If you were trading and cared about 60ms latency, you'd have rackspace in the local country. Preferably inside the exchange. If you can't afford that, you can't afford to be trading in the first place.
I think the idea is that they want to game the Tokyo and London exchanges against each other.
Arbitrage is not a game! It's serious money, almost always taken without any violation of laws from institutional investors who trade securities in multiple large blocks such as the mutual funds to which most people's retirement account are limited. It has to come from somewhere, why not the "financially responsible" schmucks?
It's a turn of phrase.
I love that video so much.
I'm all for low latency links, more redundancy and greater independence from interfering governments. And "telemedicine," while not all that commonplace today could become more common in future (read: remote operated surgical robots). Also, 60ms is a respectable reduction for International VoIP calls. Yeah, I'd like to believe any of those reasons had anything to do with it, but I find it much more plausible (as with a lot of recent advances in high speed, low latency networking) that the HFT guys footed the bill.
Is anyone else reminded of the part in Stross' Accelerando (and/or pick your favorite dystopian scifi) where instead of superhuman intelligences we just end up expert systems designed to buy, sell and trade humans as collateral?
I never really followed that particular plot point, the one dealing with Economics 2.0. I enjoyed the short novella/first chapter much more than the full work. :/
The time to repair on that cable is going to be a lot higher in winter when you need serious icebreakers to get access for the cable ship.
On the other hand without fishermen near it, it might not get broken as often as other cables!
Patience, Nicolai, soon enough that won't be a problem.
Neither will be problem, sadly.
What sleeps so deep which has the opportunity to break a cable is no mere fisherman.
I want to imagine the signal repeaters every few hundred kilometers along this cable, and the routers at the endpoints that run to shore along Siberia, are powered by little nuclear reactors, in unmanned stations, perhaps filled with precious, precious copper.
It's odd that the global view shows the cable running mostly along the ocean floor close to Canada, yet the cable drops along the way seem to be targeted largely at Russia ... I wonder what the motivation to not just run the cable along the Russian side is...

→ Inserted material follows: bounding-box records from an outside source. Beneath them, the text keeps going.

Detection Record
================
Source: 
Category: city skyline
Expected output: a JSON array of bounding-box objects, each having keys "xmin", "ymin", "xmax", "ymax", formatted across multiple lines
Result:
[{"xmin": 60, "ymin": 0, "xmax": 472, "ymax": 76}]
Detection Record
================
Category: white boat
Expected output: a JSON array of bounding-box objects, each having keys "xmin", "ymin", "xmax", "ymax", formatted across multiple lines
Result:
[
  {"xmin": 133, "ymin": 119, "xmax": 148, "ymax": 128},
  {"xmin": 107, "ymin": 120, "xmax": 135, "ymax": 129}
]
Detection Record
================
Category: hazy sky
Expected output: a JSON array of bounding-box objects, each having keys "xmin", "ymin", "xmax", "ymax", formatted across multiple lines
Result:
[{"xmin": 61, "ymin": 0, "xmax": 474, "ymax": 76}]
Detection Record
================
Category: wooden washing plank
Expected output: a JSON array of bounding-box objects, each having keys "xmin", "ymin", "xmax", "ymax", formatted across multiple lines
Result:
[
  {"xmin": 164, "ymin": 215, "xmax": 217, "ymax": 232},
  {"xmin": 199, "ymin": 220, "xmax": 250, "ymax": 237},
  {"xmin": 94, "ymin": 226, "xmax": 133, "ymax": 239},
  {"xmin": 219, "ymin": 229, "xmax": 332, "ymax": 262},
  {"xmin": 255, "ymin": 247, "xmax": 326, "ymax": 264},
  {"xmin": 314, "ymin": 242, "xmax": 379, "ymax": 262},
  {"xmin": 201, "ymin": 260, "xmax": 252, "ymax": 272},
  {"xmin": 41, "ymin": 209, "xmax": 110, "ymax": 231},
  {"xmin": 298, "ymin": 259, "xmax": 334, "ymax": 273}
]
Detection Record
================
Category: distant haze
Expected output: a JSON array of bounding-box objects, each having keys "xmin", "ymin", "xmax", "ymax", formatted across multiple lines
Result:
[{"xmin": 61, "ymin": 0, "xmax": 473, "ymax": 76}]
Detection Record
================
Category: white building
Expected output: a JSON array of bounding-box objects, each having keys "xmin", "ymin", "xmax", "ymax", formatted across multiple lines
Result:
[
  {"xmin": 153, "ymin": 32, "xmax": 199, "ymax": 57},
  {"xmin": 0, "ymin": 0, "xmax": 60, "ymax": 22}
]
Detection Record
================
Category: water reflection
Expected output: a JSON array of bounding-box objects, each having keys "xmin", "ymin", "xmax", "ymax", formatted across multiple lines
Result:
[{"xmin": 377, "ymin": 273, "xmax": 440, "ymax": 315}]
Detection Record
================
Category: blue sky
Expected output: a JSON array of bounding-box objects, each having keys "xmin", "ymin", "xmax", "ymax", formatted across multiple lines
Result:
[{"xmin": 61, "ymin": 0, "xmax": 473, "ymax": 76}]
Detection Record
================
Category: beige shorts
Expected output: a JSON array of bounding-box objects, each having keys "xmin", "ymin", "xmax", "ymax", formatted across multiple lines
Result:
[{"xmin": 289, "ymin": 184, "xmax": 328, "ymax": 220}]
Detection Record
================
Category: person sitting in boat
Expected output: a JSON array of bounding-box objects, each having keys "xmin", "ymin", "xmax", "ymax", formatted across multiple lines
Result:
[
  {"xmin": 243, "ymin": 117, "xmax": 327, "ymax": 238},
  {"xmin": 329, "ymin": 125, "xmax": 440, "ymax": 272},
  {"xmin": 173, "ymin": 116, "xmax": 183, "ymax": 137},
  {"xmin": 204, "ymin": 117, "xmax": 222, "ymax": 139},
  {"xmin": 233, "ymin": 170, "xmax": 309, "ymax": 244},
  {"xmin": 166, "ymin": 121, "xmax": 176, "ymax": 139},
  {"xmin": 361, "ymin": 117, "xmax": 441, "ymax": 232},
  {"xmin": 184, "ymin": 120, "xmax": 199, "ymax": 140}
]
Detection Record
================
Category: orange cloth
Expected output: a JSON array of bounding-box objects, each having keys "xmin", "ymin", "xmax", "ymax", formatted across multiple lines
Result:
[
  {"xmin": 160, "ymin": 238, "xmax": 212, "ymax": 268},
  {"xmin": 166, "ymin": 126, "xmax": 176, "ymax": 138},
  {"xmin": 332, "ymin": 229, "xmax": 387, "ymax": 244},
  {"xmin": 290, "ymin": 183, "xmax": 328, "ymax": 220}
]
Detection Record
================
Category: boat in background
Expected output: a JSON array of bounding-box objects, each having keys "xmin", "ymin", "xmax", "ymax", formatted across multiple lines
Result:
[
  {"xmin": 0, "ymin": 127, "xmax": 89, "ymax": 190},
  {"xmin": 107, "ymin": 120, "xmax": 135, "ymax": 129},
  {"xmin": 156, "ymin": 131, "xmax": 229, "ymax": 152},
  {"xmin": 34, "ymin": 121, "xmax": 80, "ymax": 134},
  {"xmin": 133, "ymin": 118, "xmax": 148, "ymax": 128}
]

I think what you're seeing is the distortion created by the map projection they used. The rhumb line that your map shows is actually a straight shot across the north pole. Here, I've demonstrated this using google earth. You can see that the map you provided, it actually runs inside of several island groups, making it curve much closer to russia.
Also, the exact same rhumb line as the above example, viewed from a similar angle as the projection you used:
That's awesome, thank you!
I guess now is the time when I link again to Cartographers for Social Equality.

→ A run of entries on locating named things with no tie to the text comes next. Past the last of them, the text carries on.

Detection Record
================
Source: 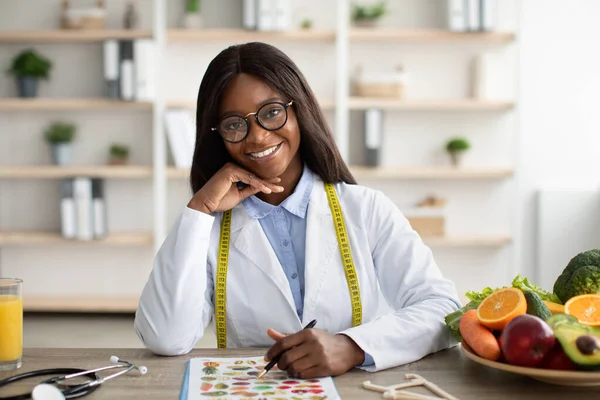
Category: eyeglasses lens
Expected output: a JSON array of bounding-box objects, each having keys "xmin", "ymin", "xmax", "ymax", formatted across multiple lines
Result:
[{"xmin": 219, "ymin": 103, "xmax": 287, "ymax": 142}]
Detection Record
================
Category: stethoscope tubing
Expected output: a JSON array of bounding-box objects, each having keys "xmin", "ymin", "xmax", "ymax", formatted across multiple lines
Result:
[{"xmin": 0, "ymin": 365, "xmax": 100, "ymax": 400}]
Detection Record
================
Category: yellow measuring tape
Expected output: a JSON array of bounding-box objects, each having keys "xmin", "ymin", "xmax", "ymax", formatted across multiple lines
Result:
[{"xmin": 215, "ymin": 183, "xmax": 362, "ymax": 349}]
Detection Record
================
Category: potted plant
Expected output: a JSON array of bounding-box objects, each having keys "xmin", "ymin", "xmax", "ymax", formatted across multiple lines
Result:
[
  {"xmin": 8, "ymin": 49, "xmax": 52, "ymax": 97},
  {"xmin": 352, "ymin": 1, "xmax": 387, "ymax": 28},
  {"xmin": 446, "ymin": 138, "xmax": 471, "ymax": 166},
  {"xmin": 45, "ymin": 122, "xmax": 75, "ymax": 165},
  {"xmin": 300, "ymin": 18, "xmax": 313, "ymax": 29},
  {"xmin": 183, "ymin": 0, "xmax": 204, "ymax": 29},
  {"xmin": 108, "ymin": 143, "xmax": 129, "ymax": 165}
]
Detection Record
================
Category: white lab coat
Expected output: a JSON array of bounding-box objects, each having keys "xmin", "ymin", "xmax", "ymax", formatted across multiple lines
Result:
[{"xmin": 135, "ymin": 174, "xmax": 460, "ymax": 371}]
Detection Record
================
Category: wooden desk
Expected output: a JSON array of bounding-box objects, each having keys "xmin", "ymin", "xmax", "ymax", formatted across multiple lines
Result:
[{"xmin": 0, "ymin": 347, "xmax": 600, "ymax": 400}]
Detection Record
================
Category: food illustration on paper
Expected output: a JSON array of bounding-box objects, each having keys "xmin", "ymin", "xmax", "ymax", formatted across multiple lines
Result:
[{"xmin": 188, "ymin": 357, "xmax": 340, "ymax": 400}]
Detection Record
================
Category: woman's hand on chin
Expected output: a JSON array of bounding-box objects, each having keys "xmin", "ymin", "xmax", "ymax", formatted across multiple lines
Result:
[
  {"xmin": 188, "ymin": 163, "xmax": 283, "ymax": 214},
  {"xmin": 265, "ymin": 329, "xmax": 365, "ymax": 379}
]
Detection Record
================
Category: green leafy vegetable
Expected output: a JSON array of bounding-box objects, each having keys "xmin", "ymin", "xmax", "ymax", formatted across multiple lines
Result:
[
  {"xmin": 444, "ymin": 275, "xmax": 562, "ymax": 342},
  {"xmin": 465, "ymin": 286, "xmax": 500, "ymax": 303},
  {"xmin": 444, "ymin": 300, "xmax": 481, "ymax": 342},
  {"xmin": 512, "ymin": 275, "xmax": 562, "ymax": 304}
]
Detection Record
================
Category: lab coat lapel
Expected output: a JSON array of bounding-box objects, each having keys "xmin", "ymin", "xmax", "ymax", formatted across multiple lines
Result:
[
  {"xmin": 303, "ymin": 180, "xmax": 338, "ymax": 321},
  {"xmin": 231, "ymin": 205, "xmax": 297, "ymax": 315}
]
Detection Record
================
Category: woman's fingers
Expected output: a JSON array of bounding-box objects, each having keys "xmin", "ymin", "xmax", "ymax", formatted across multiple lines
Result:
[{"xmin": 238, "ymin": 186, "xmax": 260, "ymax": 201}]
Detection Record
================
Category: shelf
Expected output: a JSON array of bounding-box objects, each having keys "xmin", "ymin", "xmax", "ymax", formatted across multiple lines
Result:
[
  {"xmin": 0, "ymin": 98, "xmax": 152, "ymax": 111},
  {"xmin": 422, "ymin": 235, "xmax": 512, "ymax": 247},
  {"xmin": 166, "ymin": 100, "xmax": 335, "ymax": 111},
  {"xmin": 348, "ymin": 97, "xmax": 514, "ymax": 111},
  {"xmin": 0, "ymin": 165, "xmax": 513, "ymax": 179},
  {"xmin": 0, "ymin": 29, "xmax": 152, "ymax": 43},
  {"xmin": 350, "ymin": 166, "xmax": 513, "ymax": 180},
  {"xmin": 167, "ymin": 166, "xmax": 513, "ymax": 179},
  {"xmin": 0, "ymin": 165, "xmax": 152, "ymax": 179},
  {"xmin": 349, "ymin": 28, "xmax": 515, "ymax": 43},
  {"xmin": 23, "ymin": 294, "xmax": 139, "ymax": 313},
  {"xmin": 167, "ymin": 29, "xmax": 335, "ymax": 42},
  {"xmin": 0, "ymin": 232, "xmax": 152, "ymax": 247}
]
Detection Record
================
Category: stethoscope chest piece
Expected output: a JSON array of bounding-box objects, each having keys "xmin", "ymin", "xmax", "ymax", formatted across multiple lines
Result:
[{"xmin": 31, "ymin": 383, "xmax": 65, "ymax": 400}]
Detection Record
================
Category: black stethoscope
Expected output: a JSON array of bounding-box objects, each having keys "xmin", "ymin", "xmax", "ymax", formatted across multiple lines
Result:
[{"xmin": 0, "ymin": 356, "xmax": 148, "ymax": 400}]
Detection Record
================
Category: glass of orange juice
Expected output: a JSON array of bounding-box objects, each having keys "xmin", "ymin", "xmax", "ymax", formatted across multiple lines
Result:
[{"xmin": 0, "ymin": 278, "xmax": 23, "ymax": 371}]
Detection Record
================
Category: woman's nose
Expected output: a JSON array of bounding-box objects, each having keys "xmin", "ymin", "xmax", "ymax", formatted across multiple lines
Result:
[{"xmin": 246, "ymin": 118, "xmax": 271, "ymax": 143}]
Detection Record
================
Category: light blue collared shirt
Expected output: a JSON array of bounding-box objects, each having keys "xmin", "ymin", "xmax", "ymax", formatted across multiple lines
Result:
[
  {"xmin": 242, "ymin": 166, "xmax": 373, "ymax": 366},
  {"xmin": 242, "ymin": 167, "xmax": 314, "ymax": 319}
]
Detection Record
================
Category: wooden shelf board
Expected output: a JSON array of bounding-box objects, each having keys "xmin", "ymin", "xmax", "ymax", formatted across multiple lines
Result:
[
  {"xmin": 422, "ymin": 235, "xmax": 512, "ymax": 247},
  {"xmin": 167, "ymin": 166, "xmax": 513, "ymax": 179},
  {"xmin": 349, "ymin": 28, "xmax": 515, "ymax": 43},
  {"xmin": 0, "ymin": 29, "xmax": 152, "ymax": 43},
  {"xmin": 23, "ymin": 294, "xmax": 139, "ymax": 313},
  {"xmin": 166, "ymin": 100, "xmax": 335, "ymax": 111},
  {"xmin": 348, "ymin": 97, "xmax": 514, "ymax": 111},
  {"xmin": 0, "ymin": 98, "xmax": 152, "ymax": 111},
  {"xmin": 0, "ymin": 232, "xmax": 152, "ymax": 247},
  {"xmin": 167, "ymin": 29, "xmax": 335, "ymax": 42},
  {"xmin": 0, "ymin": 165, "xmax": 152, "ymax": 179},
  {"xmin": 350, "ymin": 166, "xmax": 513, "ymax": 179}
]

I have a simpler explanation: there are two routes, and the illustrations in the article show both.
Previously: My Happy Place: Soviet Nuclear Lighthouse Dead Zones.
I'm somewhat disappointed that technology hasn't advanced to the point that cable-laying submarines are feasible. It would be so much more elegant to just cruise under the ice than bashing a passage through it.
Telemedice does exist, but it doesn't need -60ms latency. it's quite common to have a recording done on a patient at one site piped over to another site for reporting. Bandwidth is far more important than latency, for obvious reasons.